1. V3 Beta Launch (July 2025)

Overview: This upgrade represents Raydium's first major protocol update since 2024. It fundamentally changes how liquidity is accessed by fully integrating with Solana's decentralized order book, OpenBook, giving traders better prices and projects cheaper ways to start.

The core update involves significant smart contract modifications to create a hybrid liquidity model. This system allows Raydium's automated market maker (AMM) pools to interact directly with real-time order book data. A new smart order routing algorithm scans all available liquidity sources across Solana to find the best possible price for each trade, aiming to reduce slippage. The upgrade also includes simplified, permissionless tools for creating liquidity pools.
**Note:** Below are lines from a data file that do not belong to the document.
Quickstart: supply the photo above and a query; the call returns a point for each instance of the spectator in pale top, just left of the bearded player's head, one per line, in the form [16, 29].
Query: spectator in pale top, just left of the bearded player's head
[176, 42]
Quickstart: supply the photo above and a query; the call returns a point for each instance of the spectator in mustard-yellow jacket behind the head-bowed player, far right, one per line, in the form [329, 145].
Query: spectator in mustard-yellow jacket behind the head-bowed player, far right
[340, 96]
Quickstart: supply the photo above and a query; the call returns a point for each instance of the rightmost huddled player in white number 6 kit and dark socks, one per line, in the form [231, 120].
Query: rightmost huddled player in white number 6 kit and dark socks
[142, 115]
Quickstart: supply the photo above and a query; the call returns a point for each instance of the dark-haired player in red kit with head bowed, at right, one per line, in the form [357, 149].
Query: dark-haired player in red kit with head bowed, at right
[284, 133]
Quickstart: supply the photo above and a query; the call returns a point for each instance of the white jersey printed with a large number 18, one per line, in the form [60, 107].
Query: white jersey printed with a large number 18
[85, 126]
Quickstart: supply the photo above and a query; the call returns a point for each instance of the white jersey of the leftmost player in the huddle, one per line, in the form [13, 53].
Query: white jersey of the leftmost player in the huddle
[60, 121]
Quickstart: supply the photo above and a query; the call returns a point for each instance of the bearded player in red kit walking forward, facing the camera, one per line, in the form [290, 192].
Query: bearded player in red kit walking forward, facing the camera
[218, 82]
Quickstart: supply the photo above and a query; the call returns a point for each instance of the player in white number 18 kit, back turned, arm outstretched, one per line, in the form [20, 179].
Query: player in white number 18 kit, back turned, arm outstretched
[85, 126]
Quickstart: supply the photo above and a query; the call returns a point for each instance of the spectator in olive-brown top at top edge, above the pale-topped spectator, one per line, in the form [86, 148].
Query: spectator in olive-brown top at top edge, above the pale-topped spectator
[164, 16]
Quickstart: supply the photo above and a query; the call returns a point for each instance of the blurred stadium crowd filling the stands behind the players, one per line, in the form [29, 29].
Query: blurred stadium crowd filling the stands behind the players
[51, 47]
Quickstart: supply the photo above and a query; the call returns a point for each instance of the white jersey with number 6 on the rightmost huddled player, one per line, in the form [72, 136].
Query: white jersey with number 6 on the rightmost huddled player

What this means: This is bullish for RAY because it makes trading faster and cheaper for users by providing more liquidity and better prices. It also makes the platform more attractive for new projects looking to launch tokens, which could increase overall usage and fees. The changes are backward-compatible, so existing users don't need to take any immediate action.

(CoinMarketCap)

Conclusion

The V3 Beta solidifies Raydium's evolution from a simple AMM into Solana's integrated liquidity hub, though its long-term success depends on broader adoption of the OpenBook ecosystem. Will upcoming protocol metrics show increased trading volume and total value locked as a result of these technical improvements?

CMC AI can make mistakes. Not financial advice.